Kevin O’Donnell, founder of Global10x and former VP of International Growth at Dropbox, joined Jason Hemingway on the In Other Words podcast to talk about the accountability gap at the heart of at the center of global expansion strategy.
In most SaaS organizations, cross-market growth is the second or third priority of multiple people. Product is focused on one market, marketing is looking at another, and nobody is seeing the whole picture. Everyone has a view. Nobody is accountable for the outcome.
This is a structural problem, and Kevin O’Donnell believes it requires a structural fix.
The accountability gap
Kevin has spent more than twenty years working in international growth at Microsoft, Nitro, and Dropbox. The pattern he finds in almost every company he advises is the same. International is on the strategic plan and investment is flowing. But no single person at leadership level owns global performance as their primary responsibility.
The consequence is that investment, attention, and strategy pull in different directions. The conflicts between teams go unresolved because there is no single point of accountability. And the signals that would tell leadership where to focus, where to invest more, and where something is going wrong never get surfaced in a coherent way.
Meanwhile, the revenue case for getting this right is well established. CSA Research found that B2B buyers are three times more likely to purchase when addressed in their own language, and 40% of consumers will never buy from a site that isn’t in theirs. The data is clear. The question is who owns the responsibility of turning it into results.
The case for a C-level role
Kevin’s recommendation is direct. Put someone at the C-level table whose entire job is international expansion. A Chief International Officer or VP of International Growth is a dedicated leadership role responsible for ensuring that product, pricing, and go-to-market decisions account for international markets from the start.
“It makes international the top priority of somebody sitting at the C-level table, rather than the second or third priority of many different people.”
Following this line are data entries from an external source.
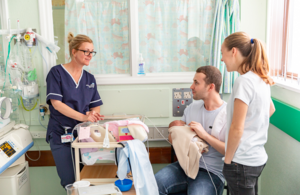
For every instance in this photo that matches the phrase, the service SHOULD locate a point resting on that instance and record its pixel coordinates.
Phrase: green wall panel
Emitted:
(286, 118)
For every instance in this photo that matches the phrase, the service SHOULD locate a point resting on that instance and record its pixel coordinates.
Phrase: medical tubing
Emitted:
(210, 176)
(116, 156)
(8, 52)
(72, 153)
(42, 55)
(37, 147)
(158, 130)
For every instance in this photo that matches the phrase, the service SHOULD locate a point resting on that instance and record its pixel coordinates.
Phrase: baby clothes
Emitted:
(188, 147)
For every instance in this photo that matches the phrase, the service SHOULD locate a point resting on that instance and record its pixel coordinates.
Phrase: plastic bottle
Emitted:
(141, 68)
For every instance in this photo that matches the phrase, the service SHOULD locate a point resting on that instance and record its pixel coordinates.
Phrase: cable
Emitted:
(209, 175)
(26, 108)
(8, 52)
(158, 130)
(38, 157)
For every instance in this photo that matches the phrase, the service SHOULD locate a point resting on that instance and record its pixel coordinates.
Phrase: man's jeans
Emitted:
(173, 180)
(242, 179)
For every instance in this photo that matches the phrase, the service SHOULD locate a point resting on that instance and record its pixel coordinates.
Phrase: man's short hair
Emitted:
(213, 75)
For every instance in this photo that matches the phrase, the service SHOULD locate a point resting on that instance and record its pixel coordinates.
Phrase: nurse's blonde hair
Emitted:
(256, 59)
(75, 42)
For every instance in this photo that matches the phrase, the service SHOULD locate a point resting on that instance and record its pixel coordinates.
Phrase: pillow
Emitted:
(98, 134)
(138, 132)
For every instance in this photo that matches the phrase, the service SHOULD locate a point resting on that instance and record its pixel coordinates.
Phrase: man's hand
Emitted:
(197, 127)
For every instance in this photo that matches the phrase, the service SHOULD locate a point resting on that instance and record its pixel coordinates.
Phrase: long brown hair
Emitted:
(255, 56)
(75, 42)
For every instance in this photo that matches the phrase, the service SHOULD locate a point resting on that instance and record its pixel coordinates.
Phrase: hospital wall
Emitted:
(282, 170)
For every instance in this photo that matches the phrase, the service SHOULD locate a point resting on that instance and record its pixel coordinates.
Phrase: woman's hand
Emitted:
(197, 127)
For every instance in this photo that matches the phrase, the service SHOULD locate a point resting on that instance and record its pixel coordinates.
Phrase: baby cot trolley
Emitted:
(78, 145)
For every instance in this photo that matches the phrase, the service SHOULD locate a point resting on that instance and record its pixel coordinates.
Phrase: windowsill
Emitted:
(288, 84)
(149, 78)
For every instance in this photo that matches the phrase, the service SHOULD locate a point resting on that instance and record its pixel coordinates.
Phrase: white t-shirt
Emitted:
(253, 91)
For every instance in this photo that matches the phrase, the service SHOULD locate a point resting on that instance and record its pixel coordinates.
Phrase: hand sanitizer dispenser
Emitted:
(141, 68)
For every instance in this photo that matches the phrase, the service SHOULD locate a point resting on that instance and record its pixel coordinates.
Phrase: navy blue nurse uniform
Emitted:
(79, 96)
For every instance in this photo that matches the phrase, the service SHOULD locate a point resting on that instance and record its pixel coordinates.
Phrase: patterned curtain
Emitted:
(106, 23)
(226, 22)
(175, 35)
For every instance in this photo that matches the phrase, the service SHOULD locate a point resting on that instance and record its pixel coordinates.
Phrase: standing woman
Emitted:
(73, 98)
(248, 111)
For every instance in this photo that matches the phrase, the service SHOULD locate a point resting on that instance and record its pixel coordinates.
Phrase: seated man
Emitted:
(200, 116)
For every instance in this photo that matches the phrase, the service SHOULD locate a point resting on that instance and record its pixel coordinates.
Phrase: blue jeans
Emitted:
(173, 180)
(242, 179)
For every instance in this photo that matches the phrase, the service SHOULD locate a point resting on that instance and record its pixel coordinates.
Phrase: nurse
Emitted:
(73, 98)
(248, 111)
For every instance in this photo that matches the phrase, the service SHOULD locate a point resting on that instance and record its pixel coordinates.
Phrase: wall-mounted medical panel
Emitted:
(182, 98)
(148, 102)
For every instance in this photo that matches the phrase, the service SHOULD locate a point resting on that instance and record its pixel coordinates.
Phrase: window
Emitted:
(173, 36)
(284, 42)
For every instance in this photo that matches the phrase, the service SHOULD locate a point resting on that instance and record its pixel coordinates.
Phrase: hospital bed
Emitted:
(88, 174)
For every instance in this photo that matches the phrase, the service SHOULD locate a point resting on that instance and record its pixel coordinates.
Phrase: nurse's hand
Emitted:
(96, 116)
(199, 130)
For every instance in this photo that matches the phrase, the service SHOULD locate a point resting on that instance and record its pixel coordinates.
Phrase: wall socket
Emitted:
(38, 134)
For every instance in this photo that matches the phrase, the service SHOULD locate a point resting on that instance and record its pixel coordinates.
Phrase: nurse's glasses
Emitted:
(87, 53)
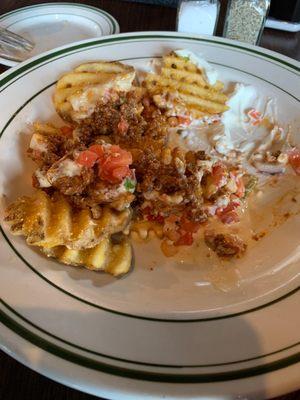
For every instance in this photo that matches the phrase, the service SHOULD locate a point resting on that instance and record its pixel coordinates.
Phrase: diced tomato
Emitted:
(254, 114)
(229, 218)
(87, 158)
(152, 217)
(219, 174)
(255, 117)
(240, 188)
(157, 218)
(146, 101)
(172, 219)
(294, 159)
(228, 215)
(66, 130)
(113, 162)
(184, 120)
(189, 226)
(185, 240)
(99, 150)
(240, 192)
(123, 126)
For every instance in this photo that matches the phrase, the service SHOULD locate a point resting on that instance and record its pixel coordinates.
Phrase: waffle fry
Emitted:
(182, 87)
(78, 91)
(49, 222)
(105, 256)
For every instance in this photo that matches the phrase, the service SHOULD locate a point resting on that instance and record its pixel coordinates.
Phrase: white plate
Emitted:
(51, 25)
(163, 330)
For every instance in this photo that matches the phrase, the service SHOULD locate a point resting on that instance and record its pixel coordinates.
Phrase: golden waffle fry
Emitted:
(104, 66)
(49, 222)
(105, 256)
(78, 91)
(181, 87)
(45, 129)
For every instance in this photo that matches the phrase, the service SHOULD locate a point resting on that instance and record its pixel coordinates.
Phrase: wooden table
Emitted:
(16, 381)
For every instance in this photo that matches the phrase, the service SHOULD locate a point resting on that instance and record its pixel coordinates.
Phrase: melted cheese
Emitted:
(38, 143)
(210, 73)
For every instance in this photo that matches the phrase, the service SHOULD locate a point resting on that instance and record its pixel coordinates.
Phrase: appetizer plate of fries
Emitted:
(150, 217)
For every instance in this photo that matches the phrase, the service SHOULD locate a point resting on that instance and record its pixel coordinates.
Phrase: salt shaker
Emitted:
(198, 16)
(245, 20)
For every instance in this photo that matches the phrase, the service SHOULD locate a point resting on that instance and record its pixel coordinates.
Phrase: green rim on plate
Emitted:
(78, 359)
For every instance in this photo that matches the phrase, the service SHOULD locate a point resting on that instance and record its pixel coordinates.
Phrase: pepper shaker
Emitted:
(198, 16)
(245, 20)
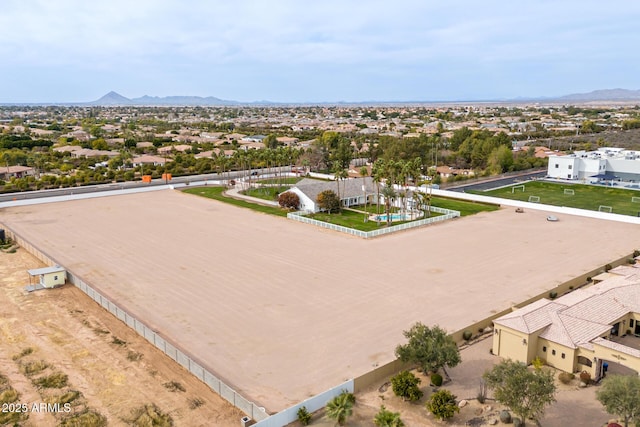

A global-first mindset, one that builds international considerations into product, pricing, and go-to-market decisions from the start, needs someone at the table accountable for making it happen.
That person changes how decisions are made. They ask what a pricing change means for users in Japan. They flag when a product launch designed for one market won’t work in another. And crucially, they hold the business accountable for international performance in a way nobody else in the room is responsible for.
A global-first operating model requires someone empowered to challenge assumptions built around a single home market and hold the organization accountable for international performance in measurable commercial terms.
Making it work across twenty markets
The challenge Kevin acknowledges is that the role requires holding twenty or more markets in view simultaneously. His approach, both at Dropbox and in his advisory work through Global10x, is market tiering. Group markets by revenue contribution and growth potential. Apply different strategies and investment levels to each tier.
But the tiers have to stay dynamic, reviewed quarterly, and reshuffled when the data demands it. A fixed list is no good because markets shift. The real value goes beyond resource allocation. It gets marketing, sales, product, and research aligned on what tier one actually means, because in Kevin’s experience, those teams are often pulling in completely different directions.
“So often I find marketing will look at Japan, but product is looking over at Germany, and maybe research is looking at India. And they’re all split into different directions.”
When those teams share a common framework and a common set of priorities, the company moves as one. When they don’t, investment scatters and impact dilutes.
Tying it to business goals
Kevin is equally clear that the work has to connect to what the business already cares about. International growth that can’t explain itself in terms of the company’s commercial ambitions will always be treated as a cost center.
“If your focus for international expansion or localization is not tied to the business goals, then really you are reinforcing that narrative of you are a cost centre.”
The companies that succeed internationally are the ones that connect multilingual experiences directly to the metrics leadership already cares about. Revenue growth, conversion, retention, expansion and market penetration.
That accountability starts at leadership level, but it only becomes meaningful when the language, metrics, and priorities align across the organization.
Platforms such as Phrase increasingly support that shift by giving international leaders visibility into how multilingual content and customer experiences perform market by market, tied directly to the business outcomes shaping investment decisions.
Global expansion rarely fails because companies lack ambition.
More often, it fails because no one inside the business is structurally accountable for making global growth work as a coordinated strategy rather than a collection of disconnected regional efforts.